Research

Animal Research Policy

Animal Research Policy

Animal Research Policy

Research using animals has made, and continues to make, a vital contribution to the understanding, treatment and cure of a range of major 21st century health problems including cancer, heart disease, diabetes and mental illness. While new methods have enabled scientists and medical researchers to reduce work involving animals, some work must continue for further fundamental advances to be made.

In addition to using animals in a small proportion of its medical research, the University is also dedicated to research that aims to increase our understanding of animal behaviour and welfare. This research provides novel solutions, particularly in the areas of conservation and welfare, which can then be applied to a range of farm, companion and laboratory animals.

Newcastle University only uses animals in research programmes which are of the highest quality and where there are no alternatives. All such work is carried out under licences issued by the Home Secretary after weighing the potential benefits against the effects on the animals concerned. The University is committed to the principles of reduction, refinement and replacement; on each project it ensures that the number of animals used is minimised and that procedures, care routines and husbandry are refined to maximise welfare.

The University's ethical review process considers all proposals for work that involves living animals. It includes lay representation, an independent chairman and provides ethical advice on standards of animal care, welfare and accommodation. The University ensures that those working with animals are aware of their responsibilities and receive appropriate training. Veterinary and animal care staff are actively involved in the ethical review of research, welfare and care of animals and provide ongoing advice and support to researchers where necessary.

In medical research, the University is committed to the development of a number of alternative methods such as computer modelling, tissue culture, cell and molecular biology, and research with human subjects. Animal procedures are replaced with non-animal techniques wherever possible and this is reflected in the fact that over 90% of medical research conducted at the University does not involve experiments on animals. Where the use of animals remains essential, the University applies a culture of care and respect for animal welfare.
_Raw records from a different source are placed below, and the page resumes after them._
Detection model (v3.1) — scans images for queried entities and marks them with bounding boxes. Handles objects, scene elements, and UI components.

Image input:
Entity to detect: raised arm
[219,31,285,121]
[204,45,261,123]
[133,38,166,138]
Newcastle University is proud of its achievements in improving the welfare of laboratory animals, for which it has won national and international awards. The University is one of a small number of institutions that has active research programmes in this field and contributes to the development of further improvements in UK standards of laboratory animal care, which are already amongst the highest in the world.

Mouse in lab tests

1 January 2015 - 31 December 2015

A breakdown by species of the number of animal procedures carried out at Newcastle University from 1st January 2015 to 31st December 2015:

Type of Animal Number of Procedures
Mouse 22,581
Rat 631
Guinea Pig 55
Pig 273
Macaque 27
European Starling 163
Fish 8,770
Domestic Fowl 832
Squirrel 40
Total: 33,372

Of the animals listed above the pigs and domestic fowl were used in agriculture research and then returned to stock on the farm.

The European Starlings were used in behavioural research and the squirrels were used for conservation research.

Therefore, the total used in Medical Research was: 32,267

We record numbers of animals which underwent procedures which were below the threshold for regulations.

The definition of the threshold for regulation is a procedure which causes animals to experience a level of pain, suffering, distress or lasting harm equivalent to, or higher than, that caused by inserting a hypodermic needle according to good veterinary practice.

Type of Animal Number of Procedures
Mouse 16,166
Fish 8,770
Total: 24,936

Therefore, the total number of procedures which were above the threshold for regulation, or in other words caused pain, suffering, distress or lasting harm was: 8,346.

 

1 January 2014 - 31 December 2014

The table below shows the number of animal procedures carried out at Newcastle University:

Type of Animal Number of Procedures
Mouse 20,924
Rat 792
Guinea Pig 89
Pig 195
Macaque 35
European Starling 74
Fish 5,175
Rabbit 17
Total: 27,301

All of the pigs were used in agriculture research and then returned to stock on the farm. The European Starlings were used in behavioural research. Therefore, the total used in medical research was: 27,032

From the start of 2014 we've been able to record numbers of animals that underwent procedures which were below the threshold for regulation.

The definition of the 'threshold for regulation' is a procedure which causes an animal to experience a level of pain, suffering, distress or lasting harm equal to, or higher than, that caused by inserting a hypodermic needle according to good veterinary practice.

Type of Animal Number of Procedures
Mouse 12,584
Rat 20
Fish 4,925
Total: 17,529

So, the total number of procedures which were above the threshold for regulation, or in other words caused pain, suffering, distress or lasting harm was: 9,772.